Tim Drayton wrote:Are you seriously telling me that you did not notice a huge difference in living standards in Turkey when you went there three years ago compared to what you witnessed in the sixties?
Well of course some things have changed in Turkey since the 1960's when I first went to live there. The rich have gotten richer, a small rise in the middle class and the overwhelming poor basically remained where they were, even though their living standards rose, but their overall situation has not. They are able to exist to get by only because families tend to stay together so to pool their earnings, but their disposable income is non existence, therefore they are stuck where they are with very little hope to move up the economic ladder into the middle class.
In the area where I used to live, on the hills of Ankara, there were only few homes back then, but now people are living on top of each other in a very disorganized and unplanned developments. Those who had some land and development took on them, made out pretty good and have reached the middle class level, but for the average person on the street, they are just existing, which is no different than any other developing countries in the world. I have a cousin who is a lawyer and another who is a doctor, and they are hardly considered to be living a middle class life. They just exist with the necessities of life. Neither one can afford to travel abroad for a vacation. Lawyer cousin was hard pressed to find $5,000 US Dollars for a medical treatment she needed not too long ago. I don't know if you know Tim, but professional people in Turkey are not covered by the National Health service, and not certain if they can even buy private health insurance. In the cousins situation, it was "cash on delivery" basis.

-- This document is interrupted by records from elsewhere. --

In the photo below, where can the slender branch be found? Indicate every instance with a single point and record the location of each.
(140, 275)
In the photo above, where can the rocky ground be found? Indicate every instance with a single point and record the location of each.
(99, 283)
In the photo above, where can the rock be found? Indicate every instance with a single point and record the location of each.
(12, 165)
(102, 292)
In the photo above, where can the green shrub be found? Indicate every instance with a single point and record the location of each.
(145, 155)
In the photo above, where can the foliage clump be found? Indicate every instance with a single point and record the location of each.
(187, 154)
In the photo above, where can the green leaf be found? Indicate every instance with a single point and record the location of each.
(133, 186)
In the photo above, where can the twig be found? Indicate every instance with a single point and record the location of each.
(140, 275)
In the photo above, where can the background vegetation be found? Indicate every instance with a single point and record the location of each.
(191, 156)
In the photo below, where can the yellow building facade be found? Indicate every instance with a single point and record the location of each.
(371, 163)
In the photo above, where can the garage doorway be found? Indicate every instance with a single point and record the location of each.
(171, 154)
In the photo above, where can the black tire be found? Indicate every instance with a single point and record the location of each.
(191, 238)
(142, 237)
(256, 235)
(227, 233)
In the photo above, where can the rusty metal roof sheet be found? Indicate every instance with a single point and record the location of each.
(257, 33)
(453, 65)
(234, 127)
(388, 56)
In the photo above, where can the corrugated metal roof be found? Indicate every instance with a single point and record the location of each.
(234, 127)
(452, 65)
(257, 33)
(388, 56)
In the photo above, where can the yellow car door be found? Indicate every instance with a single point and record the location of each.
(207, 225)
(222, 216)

The tourist industry with mega hotels, which are tops most of the time, can be a misleading in what the tourist get with their foreign money in Turkey, and how the average Turk lives. To most, it is a struggle and I do not need to tell you since you have spent more time there than me. There are many aspects of Turkey where it is very modern, but a country where labour is cheap, the economic ladder for success to most are just not there. Most of the wealth are in the hands of very few with some middle class thrown in for decoration, but the rest belong in the "developing world" status.